During an Arbor Day celebration Friday, Sea Isle City officials and local environmentalists formally dedicated the sycamore, as well as another new sycamore that decorates the sidewalk next to the 137-year-old church at the corner of 44th Street and Landis Avenue.

In remarks during the outdoor ceremony, Father Cherubini spoke of the beauty, majesty and grandeur of trees. He also noted that by planting the sycamores, Sea Isle is contributing to the overall health of the environment “by replenishing the beautiful Earth with life-giving trees.”
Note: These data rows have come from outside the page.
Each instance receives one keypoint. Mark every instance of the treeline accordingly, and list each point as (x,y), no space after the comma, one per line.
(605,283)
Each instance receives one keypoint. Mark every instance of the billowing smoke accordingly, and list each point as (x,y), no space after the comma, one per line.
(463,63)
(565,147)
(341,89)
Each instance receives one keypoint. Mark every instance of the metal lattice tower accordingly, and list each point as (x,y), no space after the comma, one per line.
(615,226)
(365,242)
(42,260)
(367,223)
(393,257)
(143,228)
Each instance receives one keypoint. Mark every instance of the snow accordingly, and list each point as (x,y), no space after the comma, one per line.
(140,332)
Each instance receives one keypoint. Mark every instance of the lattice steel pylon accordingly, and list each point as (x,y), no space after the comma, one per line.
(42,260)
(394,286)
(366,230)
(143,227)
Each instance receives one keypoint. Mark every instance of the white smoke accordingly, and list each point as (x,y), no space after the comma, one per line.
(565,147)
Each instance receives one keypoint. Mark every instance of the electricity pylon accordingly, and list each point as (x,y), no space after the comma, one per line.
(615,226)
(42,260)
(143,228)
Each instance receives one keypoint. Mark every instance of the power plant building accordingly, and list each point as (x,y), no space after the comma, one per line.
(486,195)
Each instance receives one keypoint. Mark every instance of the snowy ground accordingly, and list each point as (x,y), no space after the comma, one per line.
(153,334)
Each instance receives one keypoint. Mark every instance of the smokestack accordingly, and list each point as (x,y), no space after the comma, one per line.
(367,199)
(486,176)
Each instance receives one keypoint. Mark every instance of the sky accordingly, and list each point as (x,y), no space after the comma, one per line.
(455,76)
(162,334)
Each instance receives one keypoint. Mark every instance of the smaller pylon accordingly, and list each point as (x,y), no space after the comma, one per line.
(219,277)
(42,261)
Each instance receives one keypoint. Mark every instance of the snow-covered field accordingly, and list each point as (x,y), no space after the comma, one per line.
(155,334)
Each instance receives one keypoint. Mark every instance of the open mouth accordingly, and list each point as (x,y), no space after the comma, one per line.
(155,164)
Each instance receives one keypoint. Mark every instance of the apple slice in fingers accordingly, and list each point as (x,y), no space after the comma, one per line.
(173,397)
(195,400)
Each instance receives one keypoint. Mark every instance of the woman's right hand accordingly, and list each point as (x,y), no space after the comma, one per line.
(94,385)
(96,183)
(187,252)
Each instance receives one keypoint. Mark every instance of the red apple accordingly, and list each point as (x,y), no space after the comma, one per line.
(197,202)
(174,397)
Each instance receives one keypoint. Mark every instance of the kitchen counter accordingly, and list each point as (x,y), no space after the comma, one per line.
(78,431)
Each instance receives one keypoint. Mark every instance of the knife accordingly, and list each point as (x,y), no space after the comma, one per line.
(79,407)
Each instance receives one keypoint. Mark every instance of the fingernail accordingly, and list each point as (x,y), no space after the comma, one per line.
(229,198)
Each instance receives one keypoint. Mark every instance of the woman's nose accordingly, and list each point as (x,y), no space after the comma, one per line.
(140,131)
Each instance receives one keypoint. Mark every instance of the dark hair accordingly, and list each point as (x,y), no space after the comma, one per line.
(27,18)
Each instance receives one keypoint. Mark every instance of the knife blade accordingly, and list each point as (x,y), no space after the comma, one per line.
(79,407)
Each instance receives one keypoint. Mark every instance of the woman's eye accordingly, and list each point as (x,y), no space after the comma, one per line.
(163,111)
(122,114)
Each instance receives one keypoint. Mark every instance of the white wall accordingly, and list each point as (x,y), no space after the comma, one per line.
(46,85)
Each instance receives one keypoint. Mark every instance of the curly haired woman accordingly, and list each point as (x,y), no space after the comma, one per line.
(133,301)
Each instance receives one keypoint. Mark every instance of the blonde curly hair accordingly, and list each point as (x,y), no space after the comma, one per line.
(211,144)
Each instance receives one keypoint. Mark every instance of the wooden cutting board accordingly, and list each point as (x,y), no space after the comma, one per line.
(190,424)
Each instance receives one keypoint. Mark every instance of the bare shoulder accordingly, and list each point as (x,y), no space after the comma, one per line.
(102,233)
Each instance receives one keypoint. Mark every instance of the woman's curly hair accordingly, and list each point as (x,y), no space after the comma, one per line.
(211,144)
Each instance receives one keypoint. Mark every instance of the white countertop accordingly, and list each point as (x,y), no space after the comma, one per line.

The sycamore on the church lawn swayed while its lithe branches were buffeted by strong winds on a blustery Friday afternoon. Before the Arbor Day ceremony began, workers from the city’s Public Works Department removed folding chairs to prevent them from blowing away.

Chairs are removed to prevent them from blowing away in the heavy wind gusts.

Sea Isle’s Environmental Commission, Garden Club and Historical Society sponsored the ceremony. The Garden Club paid for the sycamore planted on the church lawn, while the Environmental Commission picked up the cost for the sycamore overlooking the sidewalk on 44th Street, city spokeswoman Katherine Custer said.

Mayor Leonard Desiderio read from a city proclamation that pointed out the myriad environmental benefits of trees. Using his powers as mayor, he joked that he was officially giving all of Sea Isle’s trees “the day off” in celebration of Arbor Day.

Desiderio said trees not only beautify the community and enhance the environment, but also contribute to the city’s economic vitality by boosting property values and making businesses more attractive.

Former Sea Isle Mayor Mike McHale, who served as emcee of the ceremony, also cited a series of environmental benefits attributed to trees, including clean air, clean water, shade, habitat for wildlife and healthy communities.

“Arbor Day represents the hope for the future,” McHale said.

Mayor Leonard Desiderio jokes that he gave Sea Isle’s trees “the day off” to celebrate Arbor Day.

Ron Kovatis, a member of the Historical Society, took to the podium to recite Joyce Kilmer’s classic 1913 poem “Trees.”

Audience members smiled as Kovatis spoke the poem’s stirring opening lines, “I think that I shall never see … A poem lovely as a tree.”

Arbor Day was founded in the United States in 1872 by Nebraska newspaper editor and politician J. Sterling Morton, who later served as President Grover Cleveland’s Secretary of Agriculture. On the first Arbor Day on April 10, 1872, an estimated one million trees were planted in Nebraska at Morton’s urging.

In Sea Isle, the John F. Kennedy Boulevard entryway and the Landis Avenue corridor in the downtown business district were enhanced with new trees in 2019 as part of a $98,000 beautification project.

Altogether, 40 trident maples were planted along JFK Boulevard and 35 sweetbay magnolias were added to Landis Avenue between 39th and 43rd streets.

The completion of the beautification project was celebrated by city officials and other dignitaries on Arbor Day in 2019.

Since then, some of the trees have died, but the city is consulting with a landscape architect along with the contractor that planted the maples and magnolias to have the dead ones replaced.

Former Sea Isle Mayor Mike McHale said Arbor Day represents “the hope for the future.”

Separately, the Environmental Commission will be adding even more green to Sea Isle by holding a raffle to give away 30 trees to local property owners. Winners will be selected during a random drawing on Sunday, May 16.

Raffle winners may choose from the following varieties of trees: Dapple willow, limelight hydrangea, crepe myrtle and little gem magnolia.

The Environmental Commission’s landscaper will deliver and plant the 5-foot-tall trees for free.

So far, there have been more than 300 entries in the raffle, said Annette Lombardo, chair of the Environmental Commission.

“They’re free. All you have to do is water them,” Lombardo said of the care the raffle winners will need to give to the trees.

Sea Isle officials also celebrate the dedication of a second sycamore (in background) that stands along the sidewalk on 44th Street.